Ele só ignorou que doenças crônicas como diabetes e hipertensão são as principais causas de mortes no Brasil e no mundo. Essas doenças são controláveis desde que os pacientes sejam medicados.

A ideia de Guedes, na época, era ter dinheiro para implementar o eleitoreiro Auxílio Brasil.

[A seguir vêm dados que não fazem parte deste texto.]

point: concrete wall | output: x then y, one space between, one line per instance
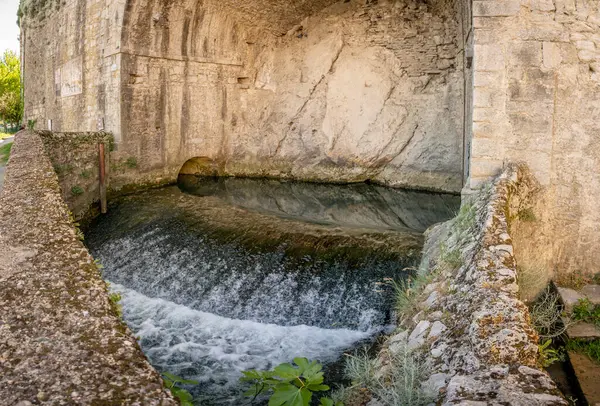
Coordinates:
334 92
61 338
76 161
537 99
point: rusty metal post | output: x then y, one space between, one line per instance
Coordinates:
102 178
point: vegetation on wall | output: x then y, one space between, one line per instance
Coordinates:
11 106
36 9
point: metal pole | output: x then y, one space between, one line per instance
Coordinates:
102 178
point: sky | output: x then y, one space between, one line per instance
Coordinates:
9 31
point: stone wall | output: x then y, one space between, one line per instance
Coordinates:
61 339
75 158
319 91
469 325
537 100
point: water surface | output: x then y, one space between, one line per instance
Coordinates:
219 276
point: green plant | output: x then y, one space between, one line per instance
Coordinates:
574 280
407 292
290 385
548 355
547 315
403 384
586 311
172 381
360 368
449 259
587 347
465 218
115 298
5 152
76 190
131 162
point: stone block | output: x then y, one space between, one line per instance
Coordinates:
499 8
542 5
485 168
488 79
551 55
489 57
486 148
583 330
569 297
482 97
525 53
488 130
587 55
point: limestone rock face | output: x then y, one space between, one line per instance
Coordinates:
320 91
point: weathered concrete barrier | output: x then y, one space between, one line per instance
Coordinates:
61 339
468 323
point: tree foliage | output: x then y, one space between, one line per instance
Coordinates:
289 385
11 107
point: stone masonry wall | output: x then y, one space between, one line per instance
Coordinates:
469 324
537 100
61 340
75 158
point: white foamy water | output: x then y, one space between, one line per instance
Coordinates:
214 349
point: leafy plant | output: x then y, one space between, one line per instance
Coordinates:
11 106
76 190
290 385
548 355
131 162
115 298
172 383
586 311
5 152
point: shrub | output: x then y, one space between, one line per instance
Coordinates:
131 162
76 190
289 385
172 383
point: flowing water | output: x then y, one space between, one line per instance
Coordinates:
219 276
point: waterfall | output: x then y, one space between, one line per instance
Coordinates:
208 304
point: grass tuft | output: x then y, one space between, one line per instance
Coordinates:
5 153
403 385
589 348
547 315
360 368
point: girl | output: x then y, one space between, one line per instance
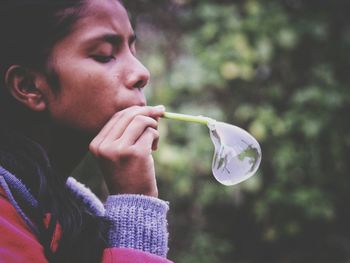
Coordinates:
70 82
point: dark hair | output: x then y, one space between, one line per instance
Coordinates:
29 29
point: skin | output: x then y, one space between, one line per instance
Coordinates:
100 104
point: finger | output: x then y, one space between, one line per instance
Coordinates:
136 128
146 140
121 120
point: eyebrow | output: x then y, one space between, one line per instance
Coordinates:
113 39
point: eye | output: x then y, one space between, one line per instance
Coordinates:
103 58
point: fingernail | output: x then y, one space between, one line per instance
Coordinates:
160 107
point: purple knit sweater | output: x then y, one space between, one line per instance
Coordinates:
137 221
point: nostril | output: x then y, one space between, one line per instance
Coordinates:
139 84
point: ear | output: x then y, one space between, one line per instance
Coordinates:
21 84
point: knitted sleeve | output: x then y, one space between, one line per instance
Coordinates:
135 221
138 222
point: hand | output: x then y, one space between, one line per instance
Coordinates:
124 147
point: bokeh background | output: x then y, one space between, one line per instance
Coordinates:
279 69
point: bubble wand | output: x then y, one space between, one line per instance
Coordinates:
237 154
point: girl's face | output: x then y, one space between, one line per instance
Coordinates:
98 72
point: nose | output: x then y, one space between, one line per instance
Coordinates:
137 74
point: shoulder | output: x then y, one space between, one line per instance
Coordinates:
86 196
17 242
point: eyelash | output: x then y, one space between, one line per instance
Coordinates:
103 59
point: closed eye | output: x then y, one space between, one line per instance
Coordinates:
102 58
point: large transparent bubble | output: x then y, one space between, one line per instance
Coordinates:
237 154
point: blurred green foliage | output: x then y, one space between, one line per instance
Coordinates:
280 69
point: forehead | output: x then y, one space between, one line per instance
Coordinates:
106 15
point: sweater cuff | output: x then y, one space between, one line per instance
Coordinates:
139 222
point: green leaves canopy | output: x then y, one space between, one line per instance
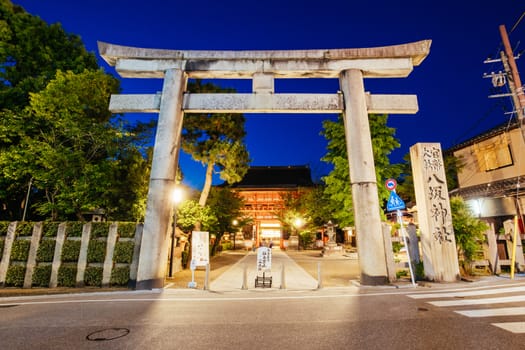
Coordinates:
338 189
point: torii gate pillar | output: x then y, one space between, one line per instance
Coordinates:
153 258
365 197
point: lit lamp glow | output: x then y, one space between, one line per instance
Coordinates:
176 197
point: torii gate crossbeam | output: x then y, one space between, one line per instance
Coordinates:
351 66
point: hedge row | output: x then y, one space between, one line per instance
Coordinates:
93 275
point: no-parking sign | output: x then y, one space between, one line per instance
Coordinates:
391 184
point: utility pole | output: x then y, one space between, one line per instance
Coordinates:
509 63
511 77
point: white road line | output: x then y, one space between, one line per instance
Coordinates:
514 327
504 311
463 302
468 293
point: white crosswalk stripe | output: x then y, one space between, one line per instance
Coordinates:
481 297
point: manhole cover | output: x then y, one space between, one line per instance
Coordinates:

O PROGRAMA FARMÁCIA POPULAR

Além de medicamentos para doenças crônicas, o programa conta com 35 mil pontos de venda, oferece com até 90% de desconto, 125 remédios para tratar problemas como colesterol alto, osteoporose, doença de Parkinson, glaucoma, rinite e dislipidemia, contraceptivos e até fraldas geriátricas.

Os medicamentos gratuitos para diabetes, hipertensão e asma passaram a ser retirados nos balcões da rede – a maioria em farmácias particulares cadastradas pelo Ministério da Saúde.

Até 2016, o programa atuou com 520 unidades próprias e 34.695 drogarias e farmácias credenciadas, presentes em 4.282 municípios.

Com a interrupção do governo de Dilma Rousseff (PT) o programa começou a ser desmontado. As farmácias próprias da rede foram fechadas em 2017 e o ritmo de inclusão de novas unidades privadas é mínimo.

Em 2019, apenas uma farmácia havia sido credenciada até agosto. Apesar de tudo isso, o Farmácia Popular atendeu em 2019 um total de 21,3 milhões de pacientes.

Quando falou em acabar com o programa Guedes ignorou que a partir de 2012, três remédios contra a asma começaram a ser distribuídos porque a doença que é uma das principais causas de internações de crianças no país. Em apenas um ano, 1,2 milhão de pessoas retiraram os medicamentos nas Farmácias Populares. O resultado foi a queda de 16% no número de crianças internadas com asma. Até 2016, 3.525.005 pessoas foram beneficiadas com medicamentos gratuitos de combate à doença.